Do You Have Dry Eyes? - Get Some Relief
Do your eyes often feel dry or irritated? Do certain activities, like reading or working on the computer, make your eyes feel scratchy?
Are you wearing your contact lenses less and less because they become uncomfortable?
If you answer "yes" to any of these questions, you may have what eye care practitioners and doctors call dry eye syndrome. It's a common problem, but you don't have to live with it.
What is it and who gets it?
The term "dry eye" is generally self-explanatory–eyes that aren't fresh, moist and comfortable, however some people complain of watery eyes, which often are what we call dry eye.

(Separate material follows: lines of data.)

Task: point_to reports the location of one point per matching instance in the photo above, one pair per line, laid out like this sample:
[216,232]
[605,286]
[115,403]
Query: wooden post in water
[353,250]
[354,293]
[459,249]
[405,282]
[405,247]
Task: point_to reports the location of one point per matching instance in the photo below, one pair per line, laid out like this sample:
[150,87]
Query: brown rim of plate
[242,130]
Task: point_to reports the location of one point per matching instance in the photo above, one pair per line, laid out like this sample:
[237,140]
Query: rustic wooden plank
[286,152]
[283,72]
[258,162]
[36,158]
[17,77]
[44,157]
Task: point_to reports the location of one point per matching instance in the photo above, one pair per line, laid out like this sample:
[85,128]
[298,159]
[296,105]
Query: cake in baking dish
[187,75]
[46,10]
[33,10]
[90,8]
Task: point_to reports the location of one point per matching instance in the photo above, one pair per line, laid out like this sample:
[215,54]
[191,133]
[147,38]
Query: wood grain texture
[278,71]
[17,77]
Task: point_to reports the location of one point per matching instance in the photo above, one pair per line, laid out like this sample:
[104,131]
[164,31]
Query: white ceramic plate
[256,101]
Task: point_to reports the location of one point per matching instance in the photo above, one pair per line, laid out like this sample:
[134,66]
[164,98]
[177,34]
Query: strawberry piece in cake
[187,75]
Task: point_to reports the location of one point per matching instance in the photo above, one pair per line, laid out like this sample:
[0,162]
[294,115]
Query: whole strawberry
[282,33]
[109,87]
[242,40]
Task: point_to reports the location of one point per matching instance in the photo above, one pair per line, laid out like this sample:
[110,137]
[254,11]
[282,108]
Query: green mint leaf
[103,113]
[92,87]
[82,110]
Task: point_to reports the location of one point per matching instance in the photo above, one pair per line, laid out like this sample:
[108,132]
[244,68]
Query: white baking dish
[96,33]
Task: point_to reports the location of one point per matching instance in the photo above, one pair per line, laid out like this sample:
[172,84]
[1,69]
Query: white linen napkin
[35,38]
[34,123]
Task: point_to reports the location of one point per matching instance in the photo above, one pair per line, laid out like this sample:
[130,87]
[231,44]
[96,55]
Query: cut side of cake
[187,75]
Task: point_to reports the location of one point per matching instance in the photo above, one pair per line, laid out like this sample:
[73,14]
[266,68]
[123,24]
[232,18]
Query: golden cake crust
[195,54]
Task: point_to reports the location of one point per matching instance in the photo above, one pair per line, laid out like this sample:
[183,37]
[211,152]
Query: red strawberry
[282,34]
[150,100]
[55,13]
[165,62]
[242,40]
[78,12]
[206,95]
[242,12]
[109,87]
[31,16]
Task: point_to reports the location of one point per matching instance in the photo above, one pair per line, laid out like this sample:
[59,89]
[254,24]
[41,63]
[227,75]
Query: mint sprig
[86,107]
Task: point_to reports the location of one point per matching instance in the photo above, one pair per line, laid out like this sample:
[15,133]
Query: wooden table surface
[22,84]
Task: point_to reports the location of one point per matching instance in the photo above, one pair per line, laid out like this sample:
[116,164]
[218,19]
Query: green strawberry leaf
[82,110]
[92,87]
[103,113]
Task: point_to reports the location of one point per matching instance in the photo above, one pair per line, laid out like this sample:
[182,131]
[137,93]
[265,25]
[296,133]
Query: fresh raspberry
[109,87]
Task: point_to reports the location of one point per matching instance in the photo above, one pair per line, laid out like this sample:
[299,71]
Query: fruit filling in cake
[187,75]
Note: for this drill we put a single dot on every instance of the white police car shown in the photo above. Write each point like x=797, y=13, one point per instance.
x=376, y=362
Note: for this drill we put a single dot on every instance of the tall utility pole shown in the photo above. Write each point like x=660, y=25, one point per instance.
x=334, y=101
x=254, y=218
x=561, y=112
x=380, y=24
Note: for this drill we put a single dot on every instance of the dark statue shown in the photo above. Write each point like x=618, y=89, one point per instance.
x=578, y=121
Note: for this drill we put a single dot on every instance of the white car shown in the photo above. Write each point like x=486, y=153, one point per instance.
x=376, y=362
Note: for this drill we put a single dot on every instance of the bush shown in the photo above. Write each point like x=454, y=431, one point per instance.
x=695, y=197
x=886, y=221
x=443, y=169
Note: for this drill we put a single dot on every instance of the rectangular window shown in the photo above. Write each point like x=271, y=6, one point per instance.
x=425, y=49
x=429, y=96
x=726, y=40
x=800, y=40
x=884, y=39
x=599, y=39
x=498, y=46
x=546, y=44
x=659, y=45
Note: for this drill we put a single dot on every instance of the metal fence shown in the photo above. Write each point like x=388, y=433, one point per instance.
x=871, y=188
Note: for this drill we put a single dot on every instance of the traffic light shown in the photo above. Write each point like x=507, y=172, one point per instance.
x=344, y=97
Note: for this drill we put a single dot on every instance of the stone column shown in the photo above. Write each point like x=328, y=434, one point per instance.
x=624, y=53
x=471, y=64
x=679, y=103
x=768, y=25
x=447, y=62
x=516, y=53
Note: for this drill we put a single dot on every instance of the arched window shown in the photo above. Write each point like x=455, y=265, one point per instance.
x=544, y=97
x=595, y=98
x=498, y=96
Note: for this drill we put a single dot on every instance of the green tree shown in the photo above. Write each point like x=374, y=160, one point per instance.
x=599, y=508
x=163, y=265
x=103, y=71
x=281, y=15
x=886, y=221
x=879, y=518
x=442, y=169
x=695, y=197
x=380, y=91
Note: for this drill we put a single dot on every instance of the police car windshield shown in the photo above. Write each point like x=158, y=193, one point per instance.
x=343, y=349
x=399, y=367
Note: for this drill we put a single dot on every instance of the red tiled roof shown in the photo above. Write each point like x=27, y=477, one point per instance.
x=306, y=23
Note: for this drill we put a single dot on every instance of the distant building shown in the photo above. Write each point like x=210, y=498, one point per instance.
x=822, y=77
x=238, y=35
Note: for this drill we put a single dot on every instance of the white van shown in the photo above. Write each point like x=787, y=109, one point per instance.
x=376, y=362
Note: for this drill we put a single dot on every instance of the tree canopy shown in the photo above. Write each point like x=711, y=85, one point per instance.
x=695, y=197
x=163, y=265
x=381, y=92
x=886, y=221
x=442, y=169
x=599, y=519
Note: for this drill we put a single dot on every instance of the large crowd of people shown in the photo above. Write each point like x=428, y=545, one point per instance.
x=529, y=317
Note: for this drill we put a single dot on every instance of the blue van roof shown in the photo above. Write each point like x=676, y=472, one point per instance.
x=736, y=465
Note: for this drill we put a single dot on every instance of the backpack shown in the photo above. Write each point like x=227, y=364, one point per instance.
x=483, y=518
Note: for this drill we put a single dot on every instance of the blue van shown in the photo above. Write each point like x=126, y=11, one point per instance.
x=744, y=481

The problem affects many people, but women and people who wear contact lenses are particularly susceptible.
The condition is related to the quantity and quality of your tears, which can be affected by numerous factors. Some possible causes include: diseases, such as acne rosacea, hormonal imbalance, eyelid abnormalities, medications, such as antihistamines, decongestants , and exposure to air pollution or other environmental factors.
Your eyes can become dry in centrally heated or air-conditioned rooms and on airplanes. Long stretches working at a computer can dry your eyes because you don't blink as often as normal.
How can you tell if you have chronic dry eyes? Common signs and symptoms include:
- Discomfort: Your eyes burn, sting, feel gritty or are sensitive to light.
- Foreign body sensation: You feel as if you have something in your eye.
- Redness: Bloodshot eyes always indicate a problem. Sometimes, it's dry eye.
- Fatigue: Your eyes seem to tire easily, especially when reading, watching television or using a computer.
- Uncomfortable contact lenses: If you have mild to moderate dry eye, you may not know you have a problem until you try to wear your contact lenses, which can upset the delicate balance of tear production and distribution. People with dry eye sometimes stop wearing their lenses, but they may not need to. Relief is usually available.
Is it dry eye or something else?
If you think you have dry eyes, talk to us. We will ask you specific questions about your health history and your environment. We can perform some simple tests to determine your tear volume and composition.
If redness and irritation are accompanied by itching and watering, allergies may be to blame.